11/02/2017
EL LETAL RECURSO DE LA NEGACIÓN O EL EFECTO FRANKESTEIN.
Es increíble el poder que tiene la mente para negar los hechos. Todo el mundo habla de los diferentes problemas ambientales. Todos saben que los bosques y las selvas están desapareciendo a ritmo impensable. Pero creen que está muy lejos para afectarnos en persona.
Todos saben que el clima está aumentando su temperatura. Pero creen que aún hay tiempo de cambiarlo con magia tecnológica.
Todos saben que los humedales del mundo se están contaminando demasiado. Pero creen que se puede descontaminar a tiempo antes de que nos afecte en persona.
Todos saben que los animales salvajes están desapareciendo, junto con sus hábitats. Pero creen que pertenece a otro mundo, ya que no tenemos leones ni jirafas en nuestras ciudades.
Todos saben que los combustibles fósiles quemados son la razón del aumento de la temperatura, la suba del nivel de las aguas y el deshielo de los polos. Pero creen que podrá ser detenido o revertido en poco tiempo, cuando las máquinas comiencen a capturar lo que emitimos.
Todos saben que el mundo está cambiando para mal, pero creen que será dentro de muchísimo tiempo.
Puede el hombre revertir las emisiones de Carbono a la atmósfera? Sí puede.
Puede el hombre detener la subida de los mares? Sí puede.
Puede el hombre dejar de devastar ecosistemas? Sí puede.
Puede el hombre detener la catástrofe? Tal vez podría.
Puede el hombre recomponer el mundo como estaba hace 200 años? No, no puede.
Puede el hombre salvar al planeta? El planeta no va a dejar de existir por causa del hombre.
Son las formas de vida y su intrincable red lo que no sobrevivirá, aunque los hombres sobrevivan. Son los cielos, las aguas, los animales, los bosques, las selvas, las temperaturas medias conocidas, la disponibilidad de comida, los corales, los peces, los mamíferos, las aves, los insectos, el cielo azul y el hielo blanco.
Nada va a ser igual. Morirá el planeta? No. Mutará. Y sus seres con él. La supervivencia el más apto, las nuevas formas de alimentación de los seres que queden, los más adaptables, los más antiguos, los insectos.
La vastedad de la Tierra será agobiada por intenso calor e intenso frío.
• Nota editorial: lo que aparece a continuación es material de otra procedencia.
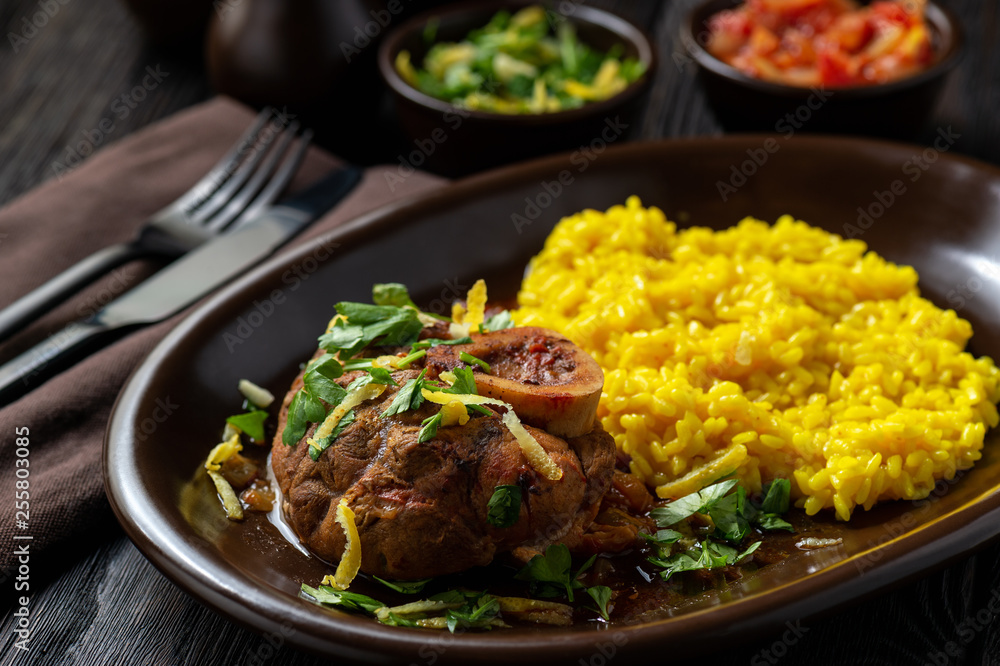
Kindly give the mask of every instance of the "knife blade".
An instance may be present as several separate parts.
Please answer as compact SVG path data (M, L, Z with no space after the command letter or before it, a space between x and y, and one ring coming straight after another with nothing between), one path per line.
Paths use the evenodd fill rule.
M86 320L0 367L0 406L126 331L162 321L269 256L343 199L361 170L342 167L161 269Z

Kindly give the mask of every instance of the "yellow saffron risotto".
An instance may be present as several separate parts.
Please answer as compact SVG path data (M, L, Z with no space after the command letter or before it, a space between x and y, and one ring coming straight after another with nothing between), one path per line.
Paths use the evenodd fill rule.
M917 273L784 216L678 231L636 197L564 218L518 295L604 368L598 415L671 498L736 471L810 515L926 497L981 456L1000 371Z

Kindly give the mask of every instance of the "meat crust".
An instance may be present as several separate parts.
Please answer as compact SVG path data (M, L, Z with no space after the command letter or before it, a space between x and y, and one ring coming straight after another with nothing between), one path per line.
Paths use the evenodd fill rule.
M402 385L417 374L393 376ZM357 375L338 381L346 386ZM577 542L611 484L614 441L599 424L571 438L526 426L563 471L560 480L550 481L528 464L497 413L439 428L430 441L418 443L421 422L440 406L424 403L380 418L397 387L356 407L354 422L313 461L305 440L316 425L294 447L282 443L288 406L301 387L300 374L285 396L272 447L284 514L306 547L336 562L345 547L336 509L346 497L361 539L361 570L368 574L427 578L486 565L514 549ZM498 485L522 488L520 517L508 528L487 521Z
Los sobrevivientes humanos se encarnizarán en una lucha por habitar los lugares menos extremos en temperaturas. Por conseguir mejores sustitutos comestibles. Por obtener el aire menos contaminado.
En reparar lo que ya se habrá perdido. En fabricar símiles de lo que antes existía y nos brindaba sus servicios y funciones. El atemperamiento de la temperatura extrema realizada por los bosques, las aguas retenidas por éstos, el ciclo de nutrientes que realizan los animales, la cobertura vegetal en los suelos que permite su producción, la polinización que realizan las aves y los insectos, permitiendo una diversidad biológica que sustenta a todas las poblaciones animales y humanas junto con la capacidad de curar enfermedades auspiciada por la industria farmacéutica.
Cada especie que se pierde, cada ecosistema que se deteriora o aniquila, es como un miembro del cuerpo. Una vez producida la amputación, podrá o no ser reemplazada por algún artilugio mecánico. Pero nunca será igual. Y cuántas partes de un cuerpo pueden ser amputados sin comprometer la vida del paciente? Todo tiene un límite. En ciencia. Ese límite se llama poder de resiliencia. Una vez sobrepasado ese límite, no hay marcha atrás.
No se puede recomponer lo que ya no existe. Como tampoco se puede curar a un cadáver.